'Blank' stem cells showing promise
Could quiet debate on embryos
Cambridge scientists have used stem cells that were "reprogrammed" from ordinary skin cells to alleviate symptoms of Parkinson's disease in rodents, illustrating the vast medical potential of this new type of stem cell.
In the study, rats whose midbrains were damaged in a way to closely mimic Parkinson's received transplants of healthy neurons cultivated from reprogrammed stem cells. These are basically biological "blank slates" that are believed to have the same capacity as embryonic stem cells to be turned into nerves, organs, bloods, bone, or any other cell type.
The brain-damaged rats had wandered in uncontrollable circles. After the treatment, however, eight of the nine test rats "showed markedly less or even no circling," according to Marius Wernig, a scientist at the Whitehead Institute for Biomedical Research and lead author of the research.
"This is the first demonstration that reprogrammed cells can integrate into the neural system or positively affect neurodegenerative disease," Wernig said.
The work, published yesterday in the journal Proceedings of the National Academy of Sciences, has political as well as medical significance since it may add weight to the argument - made by President Bush, among other religious conservatives - that there is no compelling reason to use human embryos to make stem cells. Reprogrammed cells are created from ordinary tissue without harming embryos. The work at the Whitehead, a Cambridge-based center loosely affiliated with the Massachusetts Institute of Technology, was done with rats, but the principle applies to humans.
"This shows that [reprogrammed] cells are able to function in the therapeutic manner that people have ascribed to them," said Rudolf Jaenisch, the pioneering Whitehead and MIT stem cell scientist who oversaw the work. "These cells are more readily available and much less controversial than embryonic stem cells. But they seem to have identical potential."
Jaenisch's lab has already achieved success in using reprogrammed cells to treat sickle cell anemia, a blood disease, in lab rodents.
"The basic idea is to use [reprogrammed] stem cells to make custom-designed healthy cells that will not be rejected by a patient," said Jaenisch. Since the new cells can be reprogrammed from the patient's own tissue, they are genetically identical.
But researchers concede that the direct therapeutic use in humans remains problematic because the reprogrammed cells are forged in a process that relies on potent regulator genes that are linked to cancer - raising the potential that they might trigger tumors in patients.
"In a human, we'd use the same process - taking adult cells, reprogramming it to the [stem cell] stage, then differentiating it into the cells we need," said Jaenisch. "But human work is a long way off. Science moves step by step."
Last year saw a series of breakthroughs in the creation of embryonic-like stem cells without making or destroying human embryos, winning applause from religious conservatives who had opposed the use of stem cells derived from cloned or frozen embryonic tissue.
The research from the Whitehead offers dramatic evidence that so-called IPS cells - for induced pluripotent stem cells - hold medical potential equal to the fanfare that greeted their appearance as an alternative to embryonic stem cells.
"This is a big step forward," said Margaret Sutherland, a program director at the National Institute of Neurological Disorders and Strokes. "IPS cells are still in their infancy. But this shows their use [in human medicine] could be near for things like drug screening" or in diagnosing patients.

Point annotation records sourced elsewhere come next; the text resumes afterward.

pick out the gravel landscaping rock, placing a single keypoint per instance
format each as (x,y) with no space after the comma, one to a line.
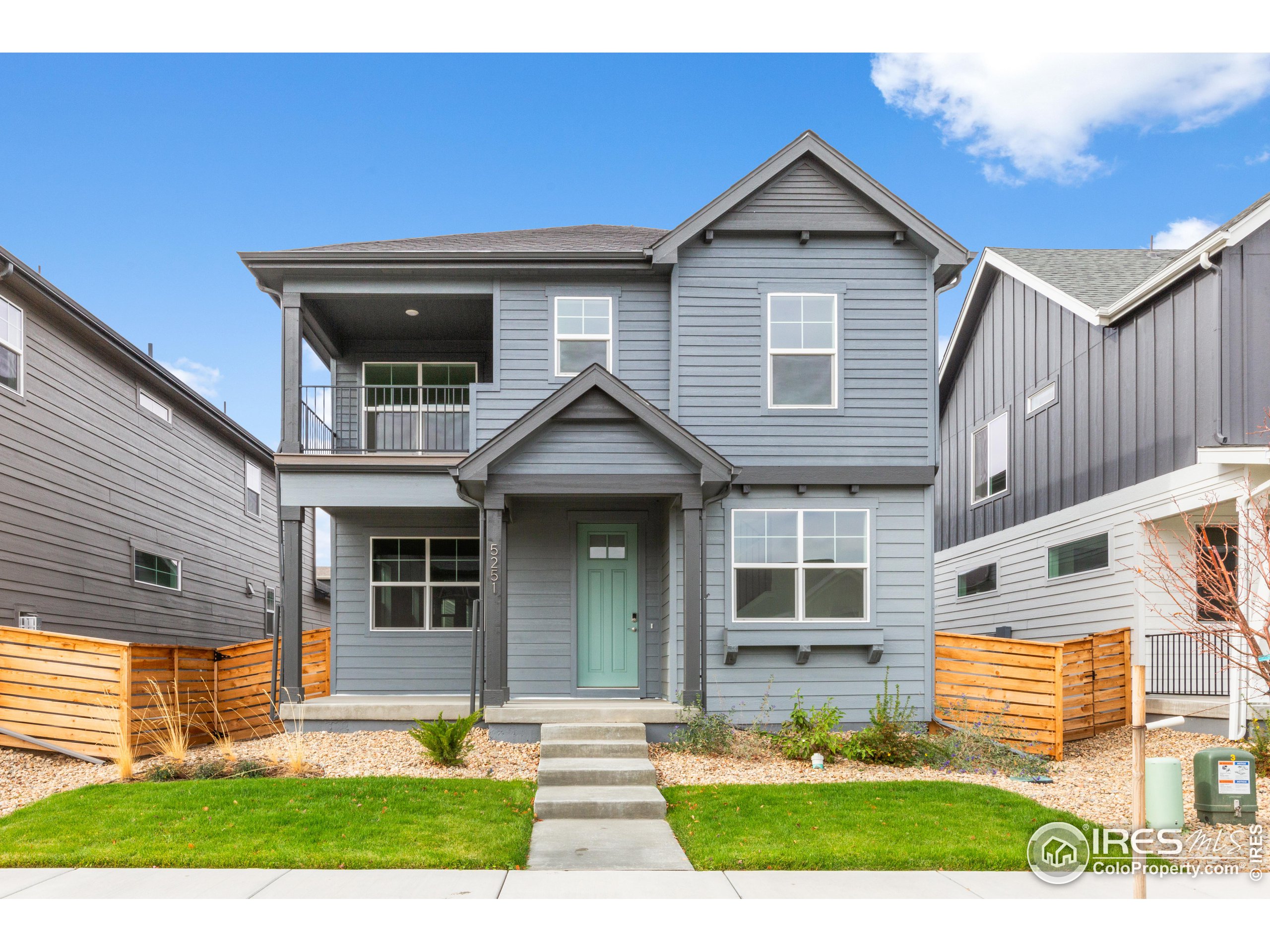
(28,776)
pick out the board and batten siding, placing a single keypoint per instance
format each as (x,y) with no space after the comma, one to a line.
(902,613)
(366,662)
(1040,608)
(886,342)
(87,473)
(1135,402)
(525,341)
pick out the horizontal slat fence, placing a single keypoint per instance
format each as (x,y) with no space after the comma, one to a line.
(1033,695)
(67,688)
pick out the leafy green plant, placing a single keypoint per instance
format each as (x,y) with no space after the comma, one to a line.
(702,733)
(811,731)
(446,742)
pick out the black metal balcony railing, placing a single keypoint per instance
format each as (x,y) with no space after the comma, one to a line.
(1182,665)
(385,419)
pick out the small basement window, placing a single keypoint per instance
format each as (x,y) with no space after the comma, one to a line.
(150,569)
(1082,555)
(154,407)
(990,455)
(977,582)
(252,476)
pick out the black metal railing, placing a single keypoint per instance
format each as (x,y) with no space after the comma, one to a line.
(1185,663)
(385,419)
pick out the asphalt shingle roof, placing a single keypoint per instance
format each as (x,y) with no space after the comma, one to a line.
(1096,277)
(574,238)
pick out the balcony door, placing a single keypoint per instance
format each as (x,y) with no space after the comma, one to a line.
(421,407)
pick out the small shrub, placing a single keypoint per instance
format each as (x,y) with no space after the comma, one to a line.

The day is fast nearing when skin cells, for example, could be taken from a patient and quickly transformed into stem cells that can be used to test the efficiency of a specific medicine against a given disease - an individual's own flesh and blood, in the form of tissue made from reprogrammed cells, could be used to see if it is responsive to particular medicine or other therapy.
Parkinson's disease is a degenrative disorder caused by insufficient levels of a key brain signaling chemical, called dopamine. As many as 1 million Americans suffer from the disease, which results in loss of motor control.
The research at Whitehead was similar to work done earlier in the decade by Harvard Medical School and McLean Hospital in Belmont that used "pure" embryonic stem cells to relieve symptoms of Parkinson's disease in rats. The efficacy of true embryonic stem cells has been recognized for years, but reprogrammed cells are still uncharted territory.
The Whitehead researchers started with adult mouse skin cells, which were treated with four genes to regress into an embryonic stem cell-like state. In lab dishes, these cells were then coaxed into becoming brain tissue. This is the neural matter that was implanted into the brains of Parkinson's-afflicted rats - raw material from mice works fine in rats, at least in this experiment.
Within eight weeks of the transplant, the neurons generating dopamine were established in the rats' brains, alleviating symptoms of the disease.
"This is a proof-of-principle for using reprogrammed . . . cells for treating disease," said George Q. Daley, a prominent stem cell researcher at Children's Hospital Boston.
The revolutionary reprogramming technique, introduced using human cells only last year by scientists in Japan and the United States, uses genetic alteration to turn back the clock on adult cells, making them regress to an embryonic-like state. Then the time machine process can be reversed, with the cells coaxed to take on the form and function of any developed cell.